Does the description disclose side effects, auth requirements, rate limits, or destructive behavior?

No annotations are provided, so the description carries full burden. It states it's a list operation, implying read-only behavior, but doesn't disclose any behavioral traits like whether it requires authentication, rate limits, pagination, or the format of returned data. The description is minimal and lacks essential context for safe use.

Agents need to know what a tool does to the world before calling it. Descriptions should go beyond structured annotations to explain consequences.

Conciseness5/5

Is the description appropriately sized, front-loaded, and free of redundancy?

The description is a single, efficient sentence that front-loads the purpose ('List all available test case statuses') and adds clarifying examples without unnecessary details. Every word earns its place, making it highly concise and well-structured.

Shorter descriptions cost fewer tokens and are easier for agents to parse. Every sentence should earn its place.

Completeness2/5

Given the tool's complexity, does the description cover enough for an agent to succeed on first attempt?

Given the tool's low complexity (0 parameters, no output schema, no annotations), the description is incomplete. It lacks behavioral transparency (e.g., auth needs, return format) and usage guidelines, leaving gaps that could hinder an AI agent's ability to invoke it correctly in context with siblings.

Complex tools with many parameters or behaviors need more documentation. Simple tools need less. This dimension scales expectations accordingly.

Parameters4/5

Does the description clarify parameter syntax, constraints, interactions, or defaults beyond what the schema provides?

The tool has 0 parameters, and schema description coverage is 100%, so no parameter documentation is needed. The description doesn't add parameter details, which is appropriate here, but it does provide context about what's being listed (statuses with examples), slightly exceeding the baseline.

Input schemas describe structure but not intent. Descriptions should explain non-obvious parameter relationships and valid value ranges.

Purpose5/5

Does the description clearly state what the tool does and how it differs from similar tools?

The description clearly states the specific action ('List all available') and resource ('test case statuses'), with concrete examples ('e.g., Draft, Ready, Approved'). It distinguishes from siblings like list_folders, list_priorities, and list_projects by specifying it's about statuses.
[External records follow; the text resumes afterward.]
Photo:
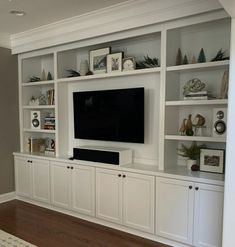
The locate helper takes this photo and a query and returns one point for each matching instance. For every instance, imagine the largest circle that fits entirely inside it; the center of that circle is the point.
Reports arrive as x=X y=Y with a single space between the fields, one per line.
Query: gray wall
x=9 y=119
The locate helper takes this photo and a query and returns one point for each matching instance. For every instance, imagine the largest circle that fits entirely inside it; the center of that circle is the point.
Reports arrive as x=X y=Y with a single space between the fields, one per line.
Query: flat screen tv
x=109 y=115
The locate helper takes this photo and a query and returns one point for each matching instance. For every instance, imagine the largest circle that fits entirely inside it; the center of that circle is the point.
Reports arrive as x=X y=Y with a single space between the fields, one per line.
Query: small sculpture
x=178 y=57
x=183 y=127
x=192 y=86
x=224 y=86
x=193 y=60
x=201 y=57
x=220 y=56
x=185 y=60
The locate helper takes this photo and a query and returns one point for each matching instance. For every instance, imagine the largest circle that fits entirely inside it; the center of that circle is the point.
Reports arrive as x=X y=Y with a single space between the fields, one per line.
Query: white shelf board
x=207 y=65
x=38 y=107
x=38 y=83
x=40 y=131
x=195 y=138
x=109 y=75
x=197 y=102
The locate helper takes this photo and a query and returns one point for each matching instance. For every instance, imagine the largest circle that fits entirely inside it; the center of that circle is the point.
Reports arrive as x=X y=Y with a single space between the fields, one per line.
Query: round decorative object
x=128 y=63
x=189 y=132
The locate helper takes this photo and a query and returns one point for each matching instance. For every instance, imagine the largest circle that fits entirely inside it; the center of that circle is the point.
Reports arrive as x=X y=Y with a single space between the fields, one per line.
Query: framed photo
x=114 y=62
x=212 y=160
x=98 y=60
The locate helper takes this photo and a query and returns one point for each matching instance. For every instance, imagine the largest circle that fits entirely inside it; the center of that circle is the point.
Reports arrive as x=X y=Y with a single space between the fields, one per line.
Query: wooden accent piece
x=47 y=228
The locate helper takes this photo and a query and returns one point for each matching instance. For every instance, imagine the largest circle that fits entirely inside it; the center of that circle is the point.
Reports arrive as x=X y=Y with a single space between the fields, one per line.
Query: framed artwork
x=98 y=60
x=212 y=160
x=114 y=62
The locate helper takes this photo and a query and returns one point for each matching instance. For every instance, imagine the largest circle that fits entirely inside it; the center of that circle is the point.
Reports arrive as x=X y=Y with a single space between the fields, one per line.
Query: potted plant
x=191 y=152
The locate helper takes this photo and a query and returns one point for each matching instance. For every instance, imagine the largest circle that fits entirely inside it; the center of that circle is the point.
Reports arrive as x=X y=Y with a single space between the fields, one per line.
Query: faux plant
x=192 y=152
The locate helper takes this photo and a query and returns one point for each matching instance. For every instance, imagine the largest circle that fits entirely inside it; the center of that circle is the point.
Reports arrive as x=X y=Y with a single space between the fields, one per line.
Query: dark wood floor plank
x=47 y=228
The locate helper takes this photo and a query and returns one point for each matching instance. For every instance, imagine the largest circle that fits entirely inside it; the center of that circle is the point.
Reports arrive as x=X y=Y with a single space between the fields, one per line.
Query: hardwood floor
x=46 y=228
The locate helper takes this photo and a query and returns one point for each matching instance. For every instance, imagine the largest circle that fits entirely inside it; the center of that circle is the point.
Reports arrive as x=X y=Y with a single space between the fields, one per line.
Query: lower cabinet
x=189 y=212
x=73 y=187
x=32 y=178
x=125 y=198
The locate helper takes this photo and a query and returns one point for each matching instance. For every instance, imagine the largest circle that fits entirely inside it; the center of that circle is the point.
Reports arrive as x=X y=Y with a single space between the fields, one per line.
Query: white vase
x=190 y=163
x=84 y=67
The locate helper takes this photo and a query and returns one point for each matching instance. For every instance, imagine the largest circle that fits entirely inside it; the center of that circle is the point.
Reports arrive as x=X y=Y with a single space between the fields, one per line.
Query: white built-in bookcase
x=164 y=104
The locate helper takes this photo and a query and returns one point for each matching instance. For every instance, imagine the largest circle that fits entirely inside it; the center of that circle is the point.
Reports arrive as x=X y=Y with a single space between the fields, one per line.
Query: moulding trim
x=7 y=197
x=125 y=16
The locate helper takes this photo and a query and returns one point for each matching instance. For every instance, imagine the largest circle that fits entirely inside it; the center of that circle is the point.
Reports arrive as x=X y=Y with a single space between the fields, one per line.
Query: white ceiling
x=42 y=12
Agents choose between tools based on descriptions. A clear purpose with a specific verb and resource helps agents select the right tool.

Usage Guidelines2/5

Does the description explain when to use this tool, when not to, or what alternatives exist?

No guidance on when to use this tool versus alternatives is provided. While it's implied this is for retrieving status metadata, there's no mention of prerequisites, related operations, or when not to use it (e.g., for creating or updating statuses).

Agents often have multiple tools that could apply. Explicit usage guidance like "use X instead of Y when Z" prevents misuse.